Postisometric Relaxation (PIR)

LEWIT TECHNIQUE

The concept of applying postisometric relaxation in the treatment of myofascial pain was presented for the first time in a North American journal in 1984.  Combining this technique with reflex augmentation of relaxation greatly enhances its effectiveness. Enhancements include the use of gravity to take up the slack in the muscle and the use of coordinated respiration and eye movements.

For this technique to be effective, the patient must be relaxed and the body well supported. The muscle is passively and gently lengthened to the point of taking up the slack (reaching the barrier or the point of initial resistance).

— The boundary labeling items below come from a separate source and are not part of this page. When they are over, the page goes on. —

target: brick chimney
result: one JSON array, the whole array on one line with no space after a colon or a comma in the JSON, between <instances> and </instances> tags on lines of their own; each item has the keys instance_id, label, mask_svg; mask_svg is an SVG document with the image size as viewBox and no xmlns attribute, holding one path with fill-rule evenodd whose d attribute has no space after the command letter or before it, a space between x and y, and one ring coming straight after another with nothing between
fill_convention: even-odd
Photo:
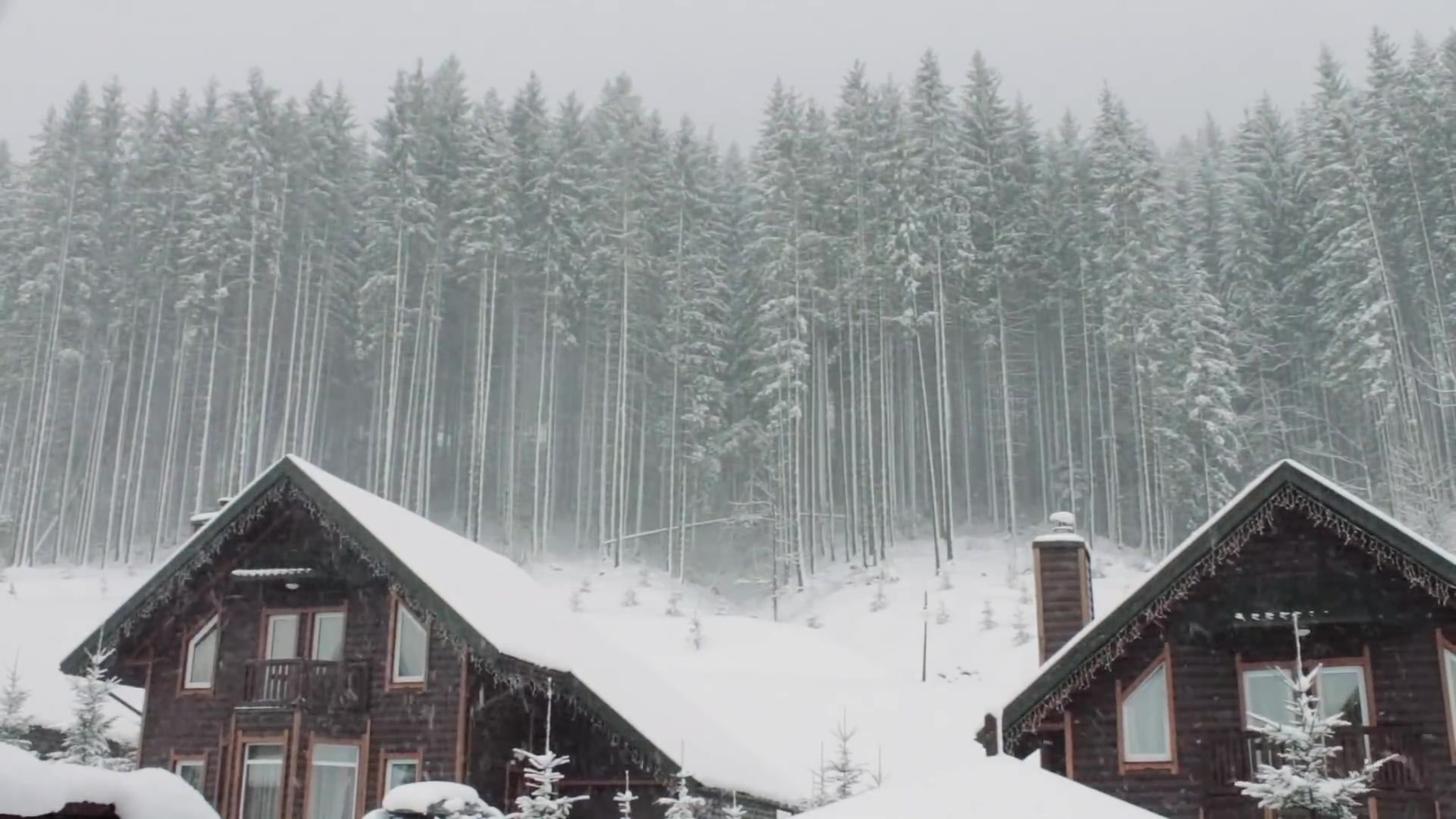
<instances>
[{"instance_id":1,"label":"brick chimney","mask_svg":"<svg viewBox=\"0 0 1456 819\"><path fill-rule=\"evenodd\" d=\"M1041 660L1053 656L1092 619L1088 542L1070 512L1051 516L1051 533L1031 542L1037 577L1037 635Z\"/></svg>"}]
</instances>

If this initial positioning causes pain, either the extent of the movement has been excessive or the patient has actively resisted the movement.

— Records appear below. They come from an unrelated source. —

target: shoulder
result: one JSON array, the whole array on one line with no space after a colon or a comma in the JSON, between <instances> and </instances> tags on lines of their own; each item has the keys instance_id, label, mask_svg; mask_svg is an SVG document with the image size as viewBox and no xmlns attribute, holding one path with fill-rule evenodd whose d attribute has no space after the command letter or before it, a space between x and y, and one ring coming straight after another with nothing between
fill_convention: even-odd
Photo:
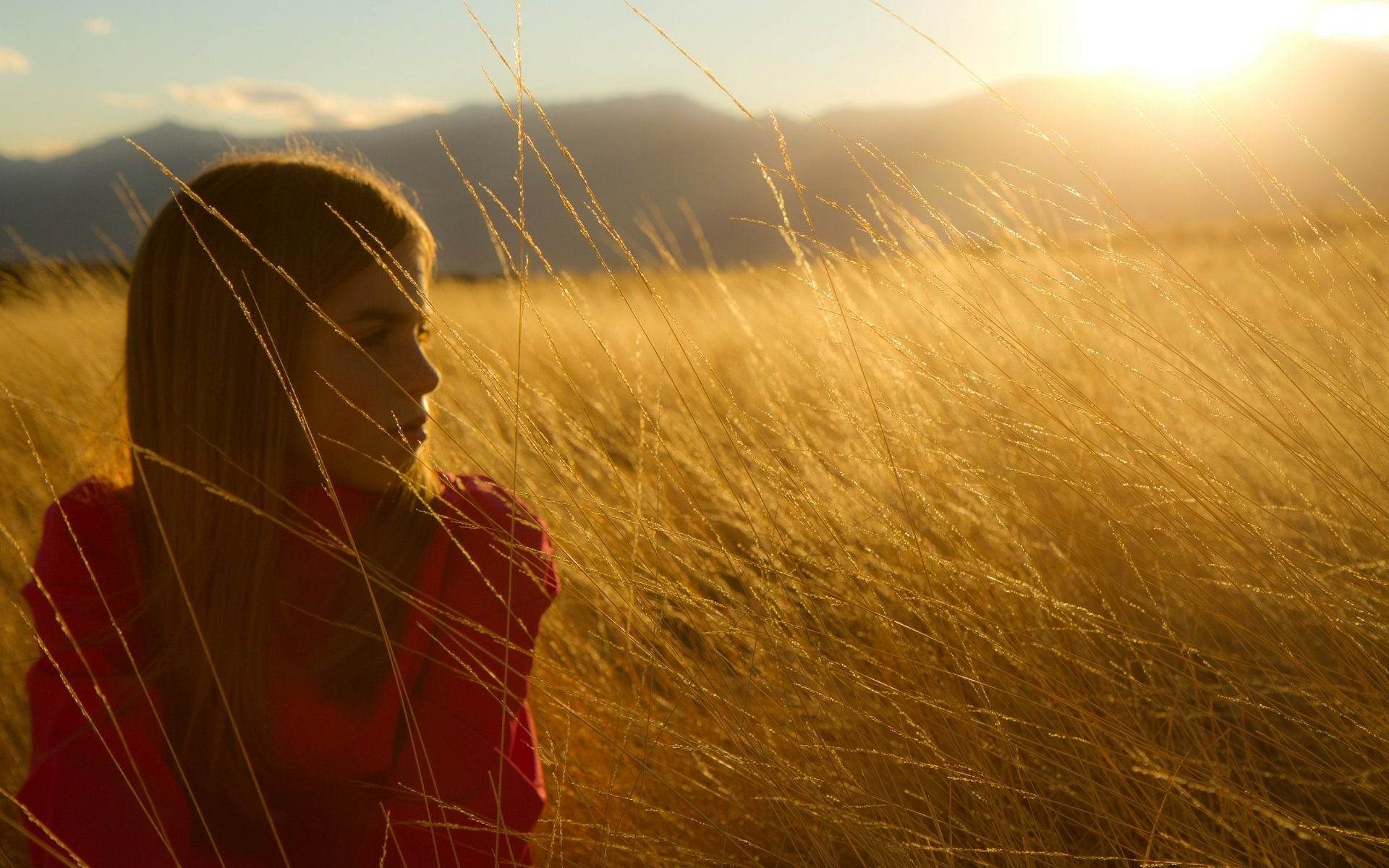
<instances>
[{"instance_id":1,"label":"shoulder","mask_svg":"<svg viewBox=\"0 0 1389 868\"><path fill-rule=\"evenodd\" d=\"M560 590L554 569L554 543L535 510L490 476L439 474L443 482L440 519L457 547L485 569L514 562L531 574L546 597ZM450 528L451 525L451 528ZM478 544L483 543L483 544Z\"/></svg>"},{"instance_id":2,"label":"shoulder","mask_svg":"<svg viewBox=\"0 0 1389 868\"><path fill-rule=\"evenodd\" d=\"M49 506L33 569L49 583L96 579L110 590L128 585L136 557L129 486L83 479Z\"/></svg>"},{"instance_id":3,"label":"shoulder","mask_svg":"<svg viewBox=\"0 0 1389 868\"><path fill-rule=\"evenodd\" d=\"M492 476L460 476L442 472L443 501L451 507L446 519L472 525L494 536L511 536L524 547L550 551L550 532L544 519L525 501Z\"/></svg>"}]
</instances>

The process of postisometric relaxation is to contract the tense muscle isometrically against resistance and then to encourage it to lengthen during a period of complete voluntary relaxation. Gravity is an effective force to "encourage" release of the muscle tension.

Postisometric relaxation begins by having the patient perform an isometric contraction of the tense muscle at its initial tolerated length, while the clinician stabilizes that part of the body to prevent muscle shortening. Contraction should be slight (10-25% of maximum voluntary contraction). After holding this contraction for 3-10 sec., the patient is instructed to "let go" and to relax the body completely. During this relaxation phase, the clinician gently takes up any slack that develops in the muscle, noting the increase in range of motion. Care is taken to maintain the stretched length of the muscle and not to return it to the neutral position during subsequent cycles of isometric contraction and relaxation.

Respiration

The effectiveness of postisometric relaxation is augmented by combining it with phased respiration. Since inhalation encourages contraction of most muscles and exhalation encourages their relaxation, the contraction-relaxation cycle is coordinated with these phases of respiration. The patient slowly inhales during the isometric contraction phase and then slowly exhales during the relaxation phase. These breaths should be deep. Patients who have difficulty using such a slow respiratory pattern are helped by pausing, breathing naturally several times, and relaxing between each cycle.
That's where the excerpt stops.